MORE: Google’s not the only one with super-high-speed internet plans

BlackBerry promised a touchscreen phone that could rival the iPhone or the many the Android phones developed by Google (GOOG) that had appeared in its wake. Delivering a new mobile OS that had bugs would be product suicide, so Blackberry perfected its efforts, even though it meant delay after delay after delay. And by the time BB10 finally arrived in recent months, many had written the company off for good.

Here’s an illustration of how some investors had given up on the stock. Nine months ago, when BlackBerry’s stock was trading near its recent lows, bearish investors had sold 88 million shares short, or two days its average daily volume (termed “days to cover” in Wall Street parlance). At the end of May, short interest had mounted to 171 million shares, or nine days to cover.

In that time, BlackBerry’s stock has risen from $6 a share to $14 a share. Yes, that’s more than double its price last fall, but consider: It’s still a tenth of its price five years ago. When the first
Iron Man
 movie came out, you could have bought this company’s stock for $145 a share. And now that
Iron Man 3
is in theaters, you would have a dime for every dollar you invested.

Reading headlines about the Apple vs. Samsung battle, you might think it’s all over for BlackBerry. But not everyone thinks so. There remains a strong contingent of analysts and investors who think the worst days of this company are behind it. “We remain negative on BBRY and believe a turnaround to sustainable profitability based on BlackBerry 10 appears increasingly unlikely,” James Faucette said in a recent note for Pacific Crest.

Against this tide rides the return of the BlackBerry believer. Some people — maybe not-so-crazy people — think this company has a second act ahead. And they have some arguments they’d like you to hear.

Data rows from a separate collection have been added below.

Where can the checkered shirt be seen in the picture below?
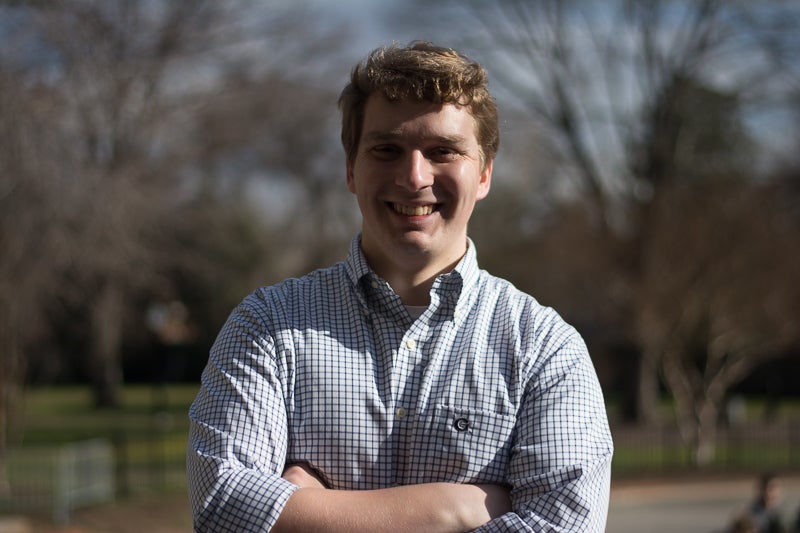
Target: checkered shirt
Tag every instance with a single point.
(486, 386)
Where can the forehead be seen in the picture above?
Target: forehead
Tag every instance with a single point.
(404, 118)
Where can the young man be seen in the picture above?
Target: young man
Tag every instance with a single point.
(403, 389)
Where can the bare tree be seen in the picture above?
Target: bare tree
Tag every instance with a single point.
(636, 97)
(124, 85)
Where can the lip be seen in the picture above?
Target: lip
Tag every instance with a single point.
(413, 210)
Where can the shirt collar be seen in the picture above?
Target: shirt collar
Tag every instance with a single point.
(464, 275)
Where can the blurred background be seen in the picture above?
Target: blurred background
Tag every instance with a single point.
(161, 159)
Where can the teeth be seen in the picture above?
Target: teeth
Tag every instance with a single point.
(413, 210)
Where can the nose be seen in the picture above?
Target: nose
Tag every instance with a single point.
(416, 172)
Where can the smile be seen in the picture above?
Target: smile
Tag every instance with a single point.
(414, 210)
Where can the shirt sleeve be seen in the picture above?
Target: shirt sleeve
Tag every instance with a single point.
(560, 469)
(238, 433)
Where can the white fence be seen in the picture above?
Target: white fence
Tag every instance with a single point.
(57, 480)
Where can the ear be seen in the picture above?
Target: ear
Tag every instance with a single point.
(351, 182)
(485, 181)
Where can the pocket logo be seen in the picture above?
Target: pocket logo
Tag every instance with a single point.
(461, 424)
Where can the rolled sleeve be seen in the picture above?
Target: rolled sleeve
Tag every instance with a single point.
(560, 470)
(238, 435)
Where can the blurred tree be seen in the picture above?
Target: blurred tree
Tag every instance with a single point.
(107, 104)
(634, 98)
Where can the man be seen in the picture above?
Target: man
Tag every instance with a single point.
(403, 389)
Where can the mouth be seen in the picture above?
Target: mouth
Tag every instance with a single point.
(413, 210)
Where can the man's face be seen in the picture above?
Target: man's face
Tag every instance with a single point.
(417, 175)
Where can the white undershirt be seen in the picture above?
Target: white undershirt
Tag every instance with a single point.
(416, 310)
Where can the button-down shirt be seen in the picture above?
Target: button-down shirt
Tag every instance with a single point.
(486, 386)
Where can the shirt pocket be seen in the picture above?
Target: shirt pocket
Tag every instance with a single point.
(462, 446)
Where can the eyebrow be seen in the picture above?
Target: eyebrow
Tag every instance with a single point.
(393, 136)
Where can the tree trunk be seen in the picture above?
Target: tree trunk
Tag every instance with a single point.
(705, 441)
(647, 390)
(11, 379)
(106, 332)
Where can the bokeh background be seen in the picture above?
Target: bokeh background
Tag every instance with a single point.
(161, 159)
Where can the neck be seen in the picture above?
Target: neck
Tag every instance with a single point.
(412, 285)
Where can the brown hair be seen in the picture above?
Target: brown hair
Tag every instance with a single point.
(425, 72)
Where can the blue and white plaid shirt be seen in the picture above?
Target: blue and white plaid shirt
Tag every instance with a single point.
(486, 386)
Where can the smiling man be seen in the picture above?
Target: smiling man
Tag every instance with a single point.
(403, 389)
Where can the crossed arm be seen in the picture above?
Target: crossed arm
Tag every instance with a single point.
(428, 507)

MORE: Apple’s new MacBook Air is the ultimate road warrior’s notebook

Take Andy Perkins, an analyst with Société Générale. Last week, he sent out a research not that sent BlackBerry’s stock rising 6%. He started off with an equivocating assertion that no one really knows how many BlackBerry phones are being bought, but his count suggested something encouraging: Four million this quarter, up from 1 million a quarter earlier. Based on early U.K. sales of the Q10 and Z10, “handset sales have been faster than we previously assumed,” he wrote.

Yes, that’s a fraction of the 30 million-plus units of iPhones and Galaxy phones expected to be sold this quarter, but it also shows that BlackBerry is still a horse in this cutthroat sweepstakes. No, no one expects it to lead right now. But hell, it’s doing a fine job just riding with the herd.

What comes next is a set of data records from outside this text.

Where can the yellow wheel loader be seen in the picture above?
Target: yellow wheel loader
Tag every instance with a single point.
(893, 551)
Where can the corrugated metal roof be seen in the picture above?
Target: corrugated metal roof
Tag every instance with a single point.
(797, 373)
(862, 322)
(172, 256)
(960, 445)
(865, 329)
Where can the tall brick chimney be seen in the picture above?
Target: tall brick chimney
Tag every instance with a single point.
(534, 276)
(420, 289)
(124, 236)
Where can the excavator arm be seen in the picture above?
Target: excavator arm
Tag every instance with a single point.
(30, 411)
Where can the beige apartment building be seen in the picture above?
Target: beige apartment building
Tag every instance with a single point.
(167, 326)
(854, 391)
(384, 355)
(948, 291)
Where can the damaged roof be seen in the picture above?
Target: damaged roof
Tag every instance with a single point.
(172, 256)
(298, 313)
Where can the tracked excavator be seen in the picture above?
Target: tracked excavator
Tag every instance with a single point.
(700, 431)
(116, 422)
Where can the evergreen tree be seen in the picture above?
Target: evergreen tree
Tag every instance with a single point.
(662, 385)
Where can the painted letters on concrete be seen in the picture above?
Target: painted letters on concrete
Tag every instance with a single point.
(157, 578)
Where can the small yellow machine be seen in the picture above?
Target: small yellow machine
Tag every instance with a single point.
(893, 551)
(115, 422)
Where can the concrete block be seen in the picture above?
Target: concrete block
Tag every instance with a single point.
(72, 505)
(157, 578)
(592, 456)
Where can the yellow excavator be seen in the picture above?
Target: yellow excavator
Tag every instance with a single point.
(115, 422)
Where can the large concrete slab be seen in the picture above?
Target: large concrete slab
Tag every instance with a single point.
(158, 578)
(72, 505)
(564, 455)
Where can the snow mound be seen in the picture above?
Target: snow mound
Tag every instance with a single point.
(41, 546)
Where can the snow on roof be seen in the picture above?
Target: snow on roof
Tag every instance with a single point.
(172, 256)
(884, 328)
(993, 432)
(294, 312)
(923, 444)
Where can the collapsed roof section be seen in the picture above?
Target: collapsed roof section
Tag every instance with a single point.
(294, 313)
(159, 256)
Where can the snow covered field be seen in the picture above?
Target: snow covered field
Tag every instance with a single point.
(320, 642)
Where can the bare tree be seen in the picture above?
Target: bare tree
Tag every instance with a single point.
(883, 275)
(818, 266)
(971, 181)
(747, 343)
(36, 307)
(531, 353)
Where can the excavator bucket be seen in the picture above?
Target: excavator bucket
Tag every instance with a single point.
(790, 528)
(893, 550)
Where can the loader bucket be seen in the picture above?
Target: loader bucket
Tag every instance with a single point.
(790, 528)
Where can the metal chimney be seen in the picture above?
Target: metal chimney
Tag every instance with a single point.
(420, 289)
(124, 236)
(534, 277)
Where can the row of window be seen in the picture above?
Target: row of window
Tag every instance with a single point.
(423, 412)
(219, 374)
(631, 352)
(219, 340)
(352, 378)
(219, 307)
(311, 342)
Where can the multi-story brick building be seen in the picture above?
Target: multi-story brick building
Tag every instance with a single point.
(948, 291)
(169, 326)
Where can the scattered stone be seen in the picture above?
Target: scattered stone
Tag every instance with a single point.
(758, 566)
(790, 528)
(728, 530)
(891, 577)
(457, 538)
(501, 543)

Although Perkins saw his metrics as uncertain by Wall Street terms, he took the bold step of upgrading BlackBerry’s stock to Buy from Sell and raising his price target to $17 a share from $13 a share.

A day later, Maynard Um of Wells Fargo weighed in, supporting Perkins. Um reiterated his Buy rating and said that sales of BlackBerry units were selling well enough to justify higher earnings than the Street was expecting. All that follows a bull-versus-bear debate on CNBC where the bulls made the company’s strongest case in quarters, as well as analysis among independent observers, who have been pounding the table for a BlackBerry comeback.

Of course, bears remain vocal too. (The stock is down 3% today on another downgrade, this time from Bernstein Research warning that expectations were getting too hopeful). But what’s significant about BlackBerry is that there is an argument going on about its future. Even that was hard to imagine a year ago. On the one hand, yes it’s hard to say this company will return to its former glory. On the other, it’s just these kinds of clashes of sentiment that can sometimes signal a turnaround in a stock.

BlackBerry has come back from its recent lows, but it has far to go to even begin to approach its highs. That itself wouldn’t be remarkable, except that the company’s believers have come back. Whatever you think about this company’s prospects, that development deserves some consideration.